Cloud Nine
- Cover of the first edition
- Author: James M. Cain
- Language: English
- Genre: Hardboiled novel
- Publisher: Mysterious Press
- Publication date: 1984
- Publication place: United States
- Media type: Print (hardcover and paperback)
- ISBN: 978-0892960798

= Cloud Nine (novel) =

1984 novel by James M. Cain

Cloud Nine is a hard-boiled detective novel by James M. Cain published in 1984 by Mysterious Press.

==Plot==

Graham Kirby, raised since adolescence by his foster mother, the elderly yet attractive Jane Silbert, expects to inherit her property and make a fortune in real estate development. When Kirby’s younger half-brother Burl makes pregnant the sixteen-year-old Sonya Lang, Kirby marries the teenage girl to avoid a local scandal and to arrange for an abortion. Sonya miscarries, and Kirby discovers he is falling in love with her.

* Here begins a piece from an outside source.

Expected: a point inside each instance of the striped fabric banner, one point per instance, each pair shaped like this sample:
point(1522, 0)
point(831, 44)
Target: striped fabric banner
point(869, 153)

Unbeknownst to Kirby, his foster mother Jane is secretly attracted to him, and resents his marriage to Sonya. When Jane allows herself to be seduced by Burl, Sonya reveals to her mother-in-law Burl’s history of brutal and predatory sexual behavior, including suspicions that he is responsible for the death of a former lover. Burl retaliates, assaulting Kirby and threatening to rape Sonya; she kills him in self-defense. Kirby and Sonya bond through adversity, and embark upon a rosy future reconciled with the now doting Jane.

==Publication history==

Editor William Koshland at Alfred A. Knopf, in rejecting the manuscript for Cloud Nine, wrote to Cain: “...I’m sorry, but I just can’t warm up to the book, the characters who people it, or the shenanigans through which you put them. It would make no sense for me to go into detail, Jim. I hate like hell to turn you down, but it’s gotta be.”
Mysterious Press published the novel in 1984.

==Critical assessment==

Literary critic Paul Skenazy comments on Cloud Nine:

Cain is ill-served by the book. This work is a lengthy justification of adult male desires for adolescent women and a confirmation of the mature male’s adequacy to a young female…it is all a bit pitiful and demeaning. Women, it is suggested, enjoy being raped and assaulted, so long as the right man does it.

== Sources ==
- Hoopes, Roy. 1982. Cain. Holt, Rinehart, and Winston. New York. ISBN 0-03-049331-5
- Skenazy, Paul. 1989. James M. Cain. Continuum Publishing Company. New York.